Nachdem Granger den Schwur besiegelt und Draco seinen Zauberstab zurückgegeben hatte, hatte sich die Situation in dem kleinen Raum allmählich entspannt. Sogar Draco war auf eine merkwürdige Weise erleichtert gewesen. Es hatte ihm nichts abverlangt, den Schwur zu leisten. Sein Entschluss hatte längst festgestanden und er würde Potter nicht verraten und an Umbridge ausliefern. Potter selbst war ebenfalls fair geblieben. Und nun, wo der Schwur sie tatsächlich fest im Griff hatte, eröffnete ihnen das ganz andere Möglichkeiten, um miteinander umzugehen.

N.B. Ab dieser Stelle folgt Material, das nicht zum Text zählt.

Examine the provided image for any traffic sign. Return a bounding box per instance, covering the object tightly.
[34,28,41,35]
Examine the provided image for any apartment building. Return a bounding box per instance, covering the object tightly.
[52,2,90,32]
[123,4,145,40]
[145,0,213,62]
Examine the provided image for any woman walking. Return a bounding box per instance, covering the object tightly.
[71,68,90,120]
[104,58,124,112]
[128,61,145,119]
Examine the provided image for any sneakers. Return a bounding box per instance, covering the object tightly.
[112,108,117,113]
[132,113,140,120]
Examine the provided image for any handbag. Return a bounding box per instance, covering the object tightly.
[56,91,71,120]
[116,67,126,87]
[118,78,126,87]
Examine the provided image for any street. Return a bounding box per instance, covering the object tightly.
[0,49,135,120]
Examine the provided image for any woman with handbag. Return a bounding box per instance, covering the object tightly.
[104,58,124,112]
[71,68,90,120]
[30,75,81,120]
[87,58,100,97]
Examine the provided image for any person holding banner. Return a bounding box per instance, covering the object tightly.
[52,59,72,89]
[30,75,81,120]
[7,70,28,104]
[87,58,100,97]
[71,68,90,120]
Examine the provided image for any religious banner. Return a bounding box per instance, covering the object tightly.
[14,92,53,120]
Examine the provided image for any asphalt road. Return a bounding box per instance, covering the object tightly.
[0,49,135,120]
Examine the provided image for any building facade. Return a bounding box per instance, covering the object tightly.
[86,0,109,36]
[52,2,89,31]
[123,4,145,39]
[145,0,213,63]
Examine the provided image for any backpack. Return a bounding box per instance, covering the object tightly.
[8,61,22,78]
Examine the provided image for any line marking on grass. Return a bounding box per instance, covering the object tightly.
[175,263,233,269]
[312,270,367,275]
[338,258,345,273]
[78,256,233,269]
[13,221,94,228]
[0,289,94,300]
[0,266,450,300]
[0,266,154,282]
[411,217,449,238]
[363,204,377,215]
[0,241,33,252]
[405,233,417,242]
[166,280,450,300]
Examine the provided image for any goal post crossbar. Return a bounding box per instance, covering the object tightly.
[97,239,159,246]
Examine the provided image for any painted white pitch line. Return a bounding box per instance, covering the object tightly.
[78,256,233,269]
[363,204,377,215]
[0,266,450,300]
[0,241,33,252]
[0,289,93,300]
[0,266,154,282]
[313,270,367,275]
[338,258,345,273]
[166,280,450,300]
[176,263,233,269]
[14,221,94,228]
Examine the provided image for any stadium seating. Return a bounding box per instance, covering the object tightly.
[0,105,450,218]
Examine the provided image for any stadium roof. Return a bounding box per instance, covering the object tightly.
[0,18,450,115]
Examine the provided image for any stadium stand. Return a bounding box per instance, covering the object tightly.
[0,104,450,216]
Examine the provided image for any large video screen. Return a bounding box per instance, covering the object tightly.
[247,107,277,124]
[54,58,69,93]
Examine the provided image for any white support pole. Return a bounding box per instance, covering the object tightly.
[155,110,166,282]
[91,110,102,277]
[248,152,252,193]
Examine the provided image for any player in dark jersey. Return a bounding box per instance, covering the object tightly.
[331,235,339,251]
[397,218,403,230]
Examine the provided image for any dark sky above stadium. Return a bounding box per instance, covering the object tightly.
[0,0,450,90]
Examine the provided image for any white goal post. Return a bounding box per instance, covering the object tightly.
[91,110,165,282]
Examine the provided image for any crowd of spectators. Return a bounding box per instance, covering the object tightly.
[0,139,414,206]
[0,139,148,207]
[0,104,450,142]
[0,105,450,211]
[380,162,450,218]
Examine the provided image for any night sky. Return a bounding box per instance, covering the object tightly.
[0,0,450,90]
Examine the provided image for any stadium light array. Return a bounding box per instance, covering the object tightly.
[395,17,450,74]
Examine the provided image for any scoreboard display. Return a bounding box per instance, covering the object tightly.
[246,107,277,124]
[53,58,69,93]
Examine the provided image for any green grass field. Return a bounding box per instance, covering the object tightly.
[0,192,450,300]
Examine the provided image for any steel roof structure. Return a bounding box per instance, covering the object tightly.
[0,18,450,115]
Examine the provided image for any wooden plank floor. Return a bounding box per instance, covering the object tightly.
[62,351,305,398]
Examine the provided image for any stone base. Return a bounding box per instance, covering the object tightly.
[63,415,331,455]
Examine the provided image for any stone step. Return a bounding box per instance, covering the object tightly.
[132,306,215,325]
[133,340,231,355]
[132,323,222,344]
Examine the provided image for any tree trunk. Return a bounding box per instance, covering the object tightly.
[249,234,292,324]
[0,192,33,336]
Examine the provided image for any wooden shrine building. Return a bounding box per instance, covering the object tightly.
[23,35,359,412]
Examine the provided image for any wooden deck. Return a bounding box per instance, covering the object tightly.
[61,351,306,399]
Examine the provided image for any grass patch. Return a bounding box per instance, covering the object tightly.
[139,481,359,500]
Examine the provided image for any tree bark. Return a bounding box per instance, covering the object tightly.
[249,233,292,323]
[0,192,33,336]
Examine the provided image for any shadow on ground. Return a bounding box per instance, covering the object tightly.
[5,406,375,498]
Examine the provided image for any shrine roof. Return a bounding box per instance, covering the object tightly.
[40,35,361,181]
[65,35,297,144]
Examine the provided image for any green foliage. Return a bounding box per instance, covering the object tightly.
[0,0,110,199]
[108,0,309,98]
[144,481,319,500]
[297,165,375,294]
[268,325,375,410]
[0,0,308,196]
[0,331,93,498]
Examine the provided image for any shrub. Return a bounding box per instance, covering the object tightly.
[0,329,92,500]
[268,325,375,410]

Danach hatten sie eine karge Mahlzeit zu sich genommen, die sowohl Granger als auch er selbst in sich hineingestopft hatten, als hätte man ihnen tagelang das Essen verwehrt. Schließlich hatte Potter ihnen zwei Zimmer in der oberen Etage gezeigt, die sie nutzen konnten, um sich auszuruhen, und seitdem hatte Draco den ihm zugewiesenen Raum auch nicht mehr verlassen. Lediglich für eine Dusche hatte er sich in den kleinen Flur geschlichen. Danach hatte er sich zwar ein wenig besser gefühlt, doch er war immer noch erschöpft. 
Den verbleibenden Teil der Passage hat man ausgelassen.